The court heard oral arguments with Trump himself in attendance inside the courtroom’s public gallery. A majority of justices asked questions indicating skepticism about the government’s attempt to overturn birthright citizenship. But while some expected the case to be a clearcut win for those challenging the government, it is unclear how many justices might side with Trump. A decision is expected this summer.

If birthright citizenship is overturned, hundreds of thousands of children born annually would be blocked from US citizenship.

D John Sauer, the solicitor general arguing on behalf of the Trump administration, quickly jumped into the concept of “domicile”, arguing those who are here unlawfully or temporarily do not have “domicile” in the US or allegiance to the country, unlike the formerly enslaved people the 14th amendment’s citizenship clause applied to.

The clause does not include the word domicile; Sauer argues the text of the clause “presupposes domicile”.

“Unrestricted birthright citizenship contradicts the practice of the overwhelming majority of modern nations,” Sauer said in his opening statement. “It demeans the priceless and profound gift of American citizenship. It operates as a powerful pull factor for illegal immigration and rewards illegal aliens who not only violate the immigration laws, but also jump in front of those who follow the rules. It has spawned a sprawling industry of birth tourism.”

The justices repeatedly asked questions of both sides inquiring in to the concept of “domicile” and differing phrasing of citizenship in parts of US law, figuring out how to square these wording choices for birthright citizenship. They pointed to other countries’ citizenship laws and exceptions to birthright citizenship, such as children born to foreign diplomats. They asked why the 14th amendment uses the term “subject to the jurisdiction thereof” while other US law uses “not subject to any foreign power”. They questioned how the law applies to Native Americans and to “foundlings” with unknown parentage.

The chief justice, John Roberts, at one point referred to part of the government’s argument as “very quirky”. Elena Kagan, a liberal justice, said the government was using “pretty obscure sources” to arrive at part of its case.

Sauer asked that the court only change the law prospectively, as the order sets, but the court would ultimately get to decide whether to apply the reasoning more broadly, if it sides with the government’s contention that the 14th amendment’s citizenship clause has been misinterpreted.

Justice Ketanji Brown Jackson, part of the court’s liberal bloc, questioned the logistics of the order, asking how parents could prove their intent to be permanent residents of the US and how they could dispute a determination that they did not have domicile here.

“So are we bringing pregnant women in for depositions?” she asked Sauer.

Outside the court, hundreds demonstrated in favor of birthright citizenship and against the president’s order.

The American Civil Liberties Union (ACLU) argues ending birthright citizenship would create “a permanent subclass of people born in the United States who are denied their rights as American citizens”.

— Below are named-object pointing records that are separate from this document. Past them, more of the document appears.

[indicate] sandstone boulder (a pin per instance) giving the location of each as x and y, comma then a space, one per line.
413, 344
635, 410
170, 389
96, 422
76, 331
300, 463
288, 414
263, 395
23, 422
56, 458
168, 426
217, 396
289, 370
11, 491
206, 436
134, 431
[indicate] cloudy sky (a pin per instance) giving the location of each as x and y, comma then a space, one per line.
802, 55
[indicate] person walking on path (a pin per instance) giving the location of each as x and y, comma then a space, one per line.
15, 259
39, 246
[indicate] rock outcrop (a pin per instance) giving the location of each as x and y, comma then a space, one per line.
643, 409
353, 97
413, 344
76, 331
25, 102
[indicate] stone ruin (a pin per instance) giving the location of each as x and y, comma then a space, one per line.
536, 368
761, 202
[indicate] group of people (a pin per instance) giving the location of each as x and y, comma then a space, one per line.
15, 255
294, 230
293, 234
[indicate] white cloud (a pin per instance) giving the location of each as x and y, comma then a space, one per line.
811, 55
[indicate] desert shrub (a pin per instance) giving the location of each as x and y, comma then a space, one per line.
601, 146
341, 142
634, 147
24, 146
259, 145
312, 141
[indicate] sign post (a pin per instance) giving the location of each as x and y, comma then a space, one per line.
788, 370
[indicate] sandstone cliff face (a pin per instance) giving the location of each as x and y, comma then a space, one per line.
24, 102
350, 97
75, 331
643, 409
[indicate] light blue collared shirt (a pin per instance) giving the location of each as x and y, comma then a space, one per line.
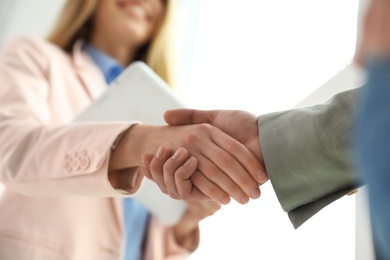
135, 215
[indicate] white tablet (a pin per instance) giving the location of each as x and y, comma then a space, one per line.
139, 94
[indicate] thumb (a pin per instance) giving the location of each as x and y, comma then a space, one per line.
187, 116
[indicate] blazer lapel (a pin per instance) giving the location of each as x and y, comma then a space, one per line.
89, 74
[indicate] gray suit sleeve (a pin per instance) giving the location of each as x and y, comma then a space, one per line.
308, 156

Cecillia Wang, arguing before the court for the ACLU, told the justices that Americans’ understanding of the country’s citizenship rule was that everyone born here is a US citizen. If Trump’s executive order were reinstated, thousands of babies would immediately lose their citizenship, she noted, but under the government’s theory, “the citizenship of millions of Americans past, present and future could be called into question”, Wang said.

“The 14th amendment’s fixed bright line rule has contributed to the growth and thriving of our nation,” Wang said. “It comes from text and history. It is workable and it prevents manipulation.”

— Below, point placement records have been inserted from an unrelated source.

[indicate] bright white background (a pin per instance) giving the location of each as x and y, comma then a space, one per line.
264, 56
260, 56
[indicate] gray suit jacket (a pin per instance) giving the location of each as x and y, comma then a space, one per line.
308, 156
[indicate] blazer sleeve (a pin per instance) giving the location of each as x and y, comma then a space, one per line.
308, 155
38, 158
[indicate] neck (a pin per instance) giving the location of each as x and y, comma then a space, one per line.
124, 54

Roberts asked about the prevalence of Sauer’s claims of “birth tourism”, later asking Sauer; “You do agree that that has no impact on the legal analysis before us?” Sauer said he believed it showed the interpretation of the citizenship clause has been a “mess” and that we were in a “new world” with migration compared with the 19th century, when the 14th amendment was adopted.

“Well, it’s a new world, but it’s the same constitution,” Roberts responded.

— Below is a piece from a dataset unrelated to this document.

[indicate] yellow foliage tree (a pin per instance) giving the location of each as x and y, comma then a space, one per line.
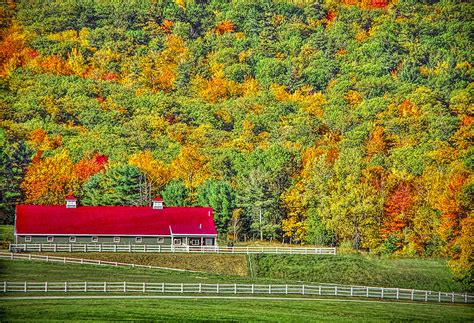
190, 166
50, 180
157, 173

Wang contended that the Trump administration’s policy ideas should not play into how the court construes the case.

“We can’t take the current administration’s policy considerations into account to try to re-engineer and radically reinterpret the original meaning of the 14th amendment,” Wang said.

On his first day in office, Trump issued an executive order that sought to undo birthright citizenship, overriding the US constitution – or, as his administration has argued, interpreting the constitution correctly, in defiance of supreme court precedent.

If the court rules against Trump, it would be a major hit for one of his biggest policy changes, coming after the court struck down his tariffs, another of his signature policies. It would probably anger the president, who earlier this week claimed other countries were “selling citizenships” to the US and attacked the federal court system as “stupid” on Truth Social.

Trump was on Wednesday the first sitting president to sit in on a supreme court hearing. He left after the government argued its side of the case.

Democratic state attorneys general and advocacy groups immediately filed lawsuits against the order, arguing it extended beyond Trump’s authority.

“We are optimistic the US Supreme Court will agree with every judge to consider this executive order on the merits and hold that it violates this fundamental constitutional right,” the Democratic attorneys general from 24 states said in a collective statement on Wednesday.

The 14th amendment, adopted in 1868 during the Reconstruction era after the US civil war to codify the rights of Black Americans and reverse the Dred Scott decision, confers citizenship to “all persons born or naturalized in the United States, and subject to the jurisdiction thereof”.

The Trump administration argues the phrase “subject to the jurisdiction thereof” means babies born in the US to people who are not lawfully present in the country are not citizens. The executive order says this includes when neither of a person’s parents were US citizens or lawful permanent residents, or if a parent has legal, but temporary, status.

The order would apply to those born in the US after 19 February 2025. The Migration Policy Institute estimated this change would increase the population of unauthorized immigrants significantly – “by an additional 2.7 million by 2045 and by 5.4 million by 2075”, a projection released last May said, based on an average of about 255,000 children born under these parameters each year.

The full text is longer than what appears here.